= I enter a monastery =

Jag går i kloster (I enter a monastery) (Note: This is the English translation offered by Grove. The relevant volume in the Bärenreiter complete Berwald edition gives I'll Enter a Convent.) is a two-act operetta by Franz Berwald, to a libretto by the composer and Herman Sätherberg.

== Background ==
A farce, Rendez-vous, or the ridiculous rivals (Rendez-vouet, eller De löjliga rivalerna) was seen in Stockholm in May 1822; the rivals being a dandy, a doctor and a poet. Berwald’s libretto, which he wrote himself, changes the professions but is hampered by the plot’s lack of dramatic interest. The narrative offers only the chance for a number of attractive solos and ensembles.
 (Note: Andersson and the Swedish National Biography give only Berwald as librettist, without Sätherberg)
Andersson detects in Berwald’s score a classical touch reminiscent of Mozart, d'Alayrac and Méhul.

== Performance history ==
Composition was begun during a six-month stay in Nyköping in 1842, and although excerpts were played at a concert at the Stora Börssalen (Great Hall of the Exchange), Stockholm in December 1842, the operetta was first performed complete at the Royal Swedish Opera, Stockholm on 2 December 1843 on the same evening as Berwald’s Sinfonie sérieuse, and had five performances in that run. Jenny Lind sang the main role in the first performances, and the cast also included the bass Fredrik Kinmanson and the tenor Olof Strandberg, but has had very few performances since.

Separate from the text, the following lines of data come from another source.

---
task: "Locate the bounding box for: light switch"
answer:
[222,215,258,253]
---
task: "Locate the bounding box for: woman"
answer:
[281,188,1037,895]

The opera was recorded by Swedish Radio in 1961 with a cast consisting of Stina-Britta Melander (soprano), Erik Saedén (bass-baritone), Erik Sundquist (baritone), Arne Andersson (tenor), Paul Höglund (bass) and the Radioorkestern (Swedish Radio Symphony Orchestra) and Radiokören (Swedish Radio choir) conducted by Stig Rybrant. This was re-broadcast in 2012.
The overture was recorded by the Royal Stockholm Opera orchestra, conducted by Stig Westerberg in the 1980s.

A full score was published in 2007 as volume 19 of a complete Berwald edition from Bärenreiter

== Synopsis ==
The first scene is set in the park of the greedy fortune-seeking lawyer Clermont (bass), guardian of the beautiful Julie (soprano).
A handsome officer, Sansdoute (baritone), a childhood friend of the heroine, and his valet (bass) jump over the wall into the grounds to find Julie. The greedy Clermont comes out of the house grasping Julie's arm as if it was made of gold. The young heiress Julie may inherit her father’s estate on condition that she marries when she comes of age, but if not she will have to enter a convent.
Soon another suitor enters, the mediocre poet, Charles (tenor), a comic figure. The object of the three men's ardour, Julie picks a flower and finds a note from Sansdoute. In a duet Julie spurns Charles.

The second act takes place in front of the convent's gate and nuns can be heard singing their evening song. The men enter. Sansdoute is disguised as a monk and discourages Julie from her path by pointing out how stupid it would be for her to enter a convent. He wins her over, and the two other men must be content with the outcome - Clermont prepares the marriage contract with favourable financial terms and Charles creates an ode for the ceremony.